JAKARTA (islamic-center.or.id) – Nilai tukar rupiah pada pembukaan perdagangan di Jakarta, Rabu (25/3/2026), tercatat melemah sebesar 22 poin atau 0,13 persen menjadi Rp16.920 per dolar AS, dibandingkan penutupan sebelumnya di level Rp16.898 per dolar AS. Analis mata uang dari Doo Financial Futures, Lukman Leong, menyebutkan bahwa pelemahan rupiah dipicu oleh sentimen global yang masih cenderung “risk off”. Kondisi ini dipengaruhi oleh masih ditutupnya Selat Hormuz serta tingginya harga minyak dunia. Investor dinilai masih bersikap hati-hati sambil menunggu perkembangan situasi geopolitik.
Mengutip laporan Sputnik, Iran mengambil kebijakan dengan tetap mengizinkan kapal yang tidak berafiliasi dengan Amerika Serikat maupun Israel untuk melintas di Selat Hormuz. Penutupan jalur strategis tersebut dipicu oleh operasi militer Amerika Serikat dan Israel terhadap Iran. Sebagai salah satu jalur utama distribusi minyak dan gas alam cair dari kawasan Teluk Persia, gangguan di Selat Hormuz berdampak signifikan terhadap ekspor dan produksi energi global. Saat ini, harga minyak mentah jenis WTI berada di kisaran 88 dolar AS per barel, sementara Brent mencapai 98 dolar AS per barel.

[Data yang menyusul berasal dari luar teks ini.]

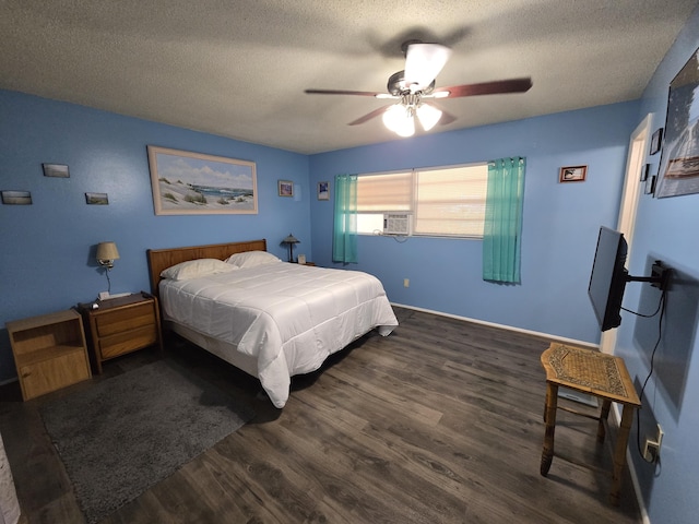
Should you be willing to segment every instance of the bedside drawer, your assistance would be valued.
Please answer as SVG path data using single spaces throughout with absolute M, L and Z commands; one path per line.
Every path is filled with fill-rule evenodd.
M 152 303 L 140 303 L 131 308 L 109 311 L 95 318 L 97 336 L 110 336 L 151 325 L 155 327 L 155 312 Z
M 157 326 L 154 323 L 135 330 L 117 333 L 99 340 L 99 356 L 103 360 L 118 357 L 158 342 Z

Di sisi lain, muncul harapan meredanya konflik setelah laporan dari Anadolu Agency menyebut Donald Trump telah menunda serangan terhadap infrastruktur energi Iran selama lima hari. Langkah tersebut diambil menyusul komunikasi yang disebut berlangsung positif antara Washington dan Teheran. Namun, klaim tersebut dibantah oleh Ketua Parlemen Iran, Mohammad Bagher Ghalibaf, yang menegaskan tidak ada negosiasi dengan Amerika Serikat. Ia bahkan menyebut kabar tersebut sebagai upaya manipulasi pasar minyak dan keuangan global, serta menegaskan sikap Iran untuk tetap melanjutkan perlawanan.
Sementara itu, Presiden Iran Masoud Pezeshkian menegaskan bahwa negaranya tetap menjamin keamanan pelayaran bagi kapal non-agresor di Selat Hormuz, dengan syarat melakukan koordinasi dengan otoritas Iran. Pernyataan ini disampaikan dalam komunikasi dengan Perdana Menteri Pakistan, Shehbaz Sharif. Ketegangan di kawasan meningkat sejak serangan militer yang dilancarkan Amerika Serikat dan Israel pada akhir Februari lalu ke sejumlah wilayah Iran, termasuk Teheran. Serangan tersebut menimbulkan korban jiwa dan kerusakan infrastruktur, yang kemudian dibalas Iran dengan serangan ke wilayah Israel serta target militer AS di Timur Tengah.
Eskalasi konflik ini memicu gangguan serius terhadap jalur distribusi energi global, khususnya di Selat Hormuz, yang berperan vital dalam perdagangan minyak dunia. Dampaknya turut dirasakan oleh pasar keuangan, termasuk tekanan terhadap nilai tukar rupiah.